A discussion about the Myths of the Open Office

This is part two of the Open Office series. Read part one for a better context.

The Myth of Spontaneous Collaboration

Let’s start with this assumption:

Open Office is the wrong least bad solution for a real problem.

Open Office is usually implemented by managers with the best intentions. The goal is to improve the quality of work and break silos. But sometimes the actual result is a damage for productivity and increased stress.

The real problem is not about walls and doors but it is about communication.

Quite often people complain about not being aware of current and completed projects of other teams. These information are fundamental to cut costs, improve efficiency, share lessons learned and get employees engaged.

Why does it matter?

Let’s discuss some examples based on actual feedback I collected.

Some teams are assigned to vertical markets. Many technologies are applicable to different markets. It makes sense to be aware that another team already deployed a project that includes a particular technology and already trained people for that purpose.

Communication in that case saves time, money, headaches, stress and can have a key role to create a competitive advantage over competitors.

So an Open Office can help, right?

Nope.

The most common mistake is to think that collaboration is a spontaneous process.

Collaboration is not free spontaneous

Collaboration happens when communication generates action.

When a person knows a colleague or another team is working on a project three actions are possible:

  1. acknowledge and ignore: not relevant at the moment but good to know it exists for future use
  2. offer to contribute (active collaboration): based on actual skills on the topic and time available
  3. ask for help (passive collaboration): if the person is working on early stages of a similar project and may take advantage of experiences from colleagues

For collaboration to happen the communication must be structured, targeted, clear, and relevant.

In some companies the effort to get a person from a team to work on a project of another team is so big that team leaders just give up and find other, less optimal and more expensive ways to get the result. This can happen assigning the task to less skilled people or paying for the training of another person.

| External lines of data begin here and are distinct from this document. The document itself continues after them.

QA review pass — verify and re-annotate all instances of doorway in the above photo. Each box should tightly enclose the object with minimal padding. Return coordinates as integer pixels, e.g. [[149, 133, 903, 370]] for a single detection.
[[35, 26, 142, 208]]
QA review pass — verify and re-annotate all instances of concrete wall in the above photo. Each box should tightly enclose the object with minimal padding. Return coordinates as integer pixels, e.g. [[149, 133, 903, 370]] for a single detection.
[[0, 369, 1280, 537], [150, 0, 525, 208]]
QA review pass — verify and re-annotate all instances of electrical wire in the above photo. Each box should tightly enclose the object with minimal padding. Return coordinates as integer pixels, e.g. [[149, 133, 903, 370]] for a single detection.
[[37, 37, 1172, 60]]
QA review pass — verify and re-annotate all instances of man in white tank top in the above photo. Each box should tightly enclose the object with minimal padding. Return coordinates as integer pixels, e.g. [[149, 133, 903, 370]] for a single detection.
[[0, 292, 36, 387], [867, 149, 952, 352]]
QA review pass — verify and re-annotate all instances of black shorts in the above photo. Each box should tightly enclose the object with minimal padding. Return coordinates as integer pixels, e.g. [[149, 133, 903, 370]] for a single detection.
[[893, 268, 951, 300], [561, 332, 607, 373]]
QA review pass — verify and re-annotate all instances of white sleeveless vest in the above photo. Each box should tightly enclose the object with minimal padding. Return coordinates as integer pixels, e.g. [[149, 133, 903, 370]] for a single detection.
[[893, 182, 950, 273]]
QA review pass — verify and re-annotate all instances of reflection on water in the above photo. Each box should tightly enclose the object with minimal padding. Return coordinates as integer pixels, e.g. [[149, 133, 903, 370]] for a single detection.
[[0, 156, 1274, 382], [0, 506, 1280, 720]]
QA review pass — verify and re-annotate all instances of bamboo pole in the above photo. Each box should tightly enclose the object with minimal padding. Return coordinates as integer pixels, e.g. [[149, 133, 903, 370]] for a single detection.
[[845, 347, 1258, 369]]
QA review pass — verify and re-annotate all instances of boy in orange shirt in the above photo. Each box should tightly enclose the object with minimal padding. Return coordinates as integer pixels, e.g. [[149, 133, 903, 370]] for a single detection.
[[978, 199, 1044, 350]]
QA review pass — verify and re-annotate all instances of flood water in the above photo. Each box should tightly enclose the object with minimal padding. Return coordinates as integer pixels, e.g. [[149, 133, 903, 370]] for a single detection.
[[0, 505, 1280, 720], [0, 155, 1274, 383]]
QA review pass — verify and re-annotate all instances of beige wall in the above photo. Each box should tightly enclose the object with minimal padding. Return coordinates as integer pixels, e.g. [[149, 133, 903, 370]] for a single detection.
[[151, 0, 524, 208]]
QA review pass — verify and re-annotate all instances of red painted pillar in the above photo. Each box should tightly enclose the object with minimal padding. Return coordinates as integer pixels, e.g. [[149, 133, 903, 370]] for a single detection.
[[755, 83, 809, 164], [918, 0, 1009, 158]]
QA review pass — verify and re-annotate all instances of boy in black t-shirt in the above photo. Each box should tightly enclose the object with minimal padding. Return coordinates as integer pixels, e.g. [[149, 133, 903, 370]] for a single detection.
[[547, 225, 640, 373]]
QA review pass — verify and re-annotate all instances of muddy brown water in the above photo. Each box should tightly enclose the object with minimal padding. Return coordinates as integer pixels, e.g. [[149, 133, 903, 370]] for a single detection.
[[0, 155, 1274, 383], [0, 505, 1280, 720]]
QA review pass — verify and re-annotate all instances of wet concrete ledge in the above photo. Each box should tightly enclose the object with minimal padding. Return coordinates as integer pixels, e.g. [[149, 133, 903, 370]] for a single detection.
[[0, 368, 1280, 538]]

Just throwing different teams in the same room and hoping collaborations happens is wishful thinking, being naive or stupid.

We all have been exposed to Internet and Social media for years know, that’s enough experience to understand that the biggest effort today is to filter signal from the noise, to find relevant information from huge amounts of useless data.

Thinking that some people may overheard a discussion about a relevant topic and start an active or passive collaboration is not a strategy.

What are the chances the right person will be listening at the right time the right discussion?

The network effect doesn’t work for all cases, network congestion is more likely to happen.

The Cost of Open Office

What is the cost of Open Office we pay to get the supposedly increase in collaboration?

Noise, interruptions, less focused work, stress, spread of disease (not kidding).

organisations that put aesthetics ahead of acoustics, with fancy atriums, open-plan layouts and lots of echo-prone glass, are likely to fall behind. Source

A thoroughly evaluation process of pro and con should be performed before getting rid of doors and walls.

When do Open Office works?

Based on the previous assumptions, Open Office may work in some very specific cases. Actually right now I can think only one case. Help me in the comments to find more ;-)

Open Office works for small teams

When a small team works on the same project or very similar projects, an Open Office allows to speed up information sharing with a great impact on productivity.

Think of it like having a focused meeting with the people involved on a project in the same room to discuss about it, but the meeting runs every day from 9 to 5.

I personally share an office with a colleague. We have different responsibilities but we work on the same projects. Sharing an office makes sense for us and improve the quality of work for both of us.

There is hope

If you’re condemned to work in an Open Office read part one of this series and prepare your own strategy to survive.

Someone very smart said that culture eats tech for breakfast.

Only a company culture can make an Open Office work. A clear strategy is necessary to make collaboration possible and frictionless.

Employees should be provided with ways to focus when needed with some flexibility (like WFH ) and rooms for private calls and to retire for a few hours of focused work.

If we can do that, the Open Office can even become a pleasant place to work and enjoy some human interaction.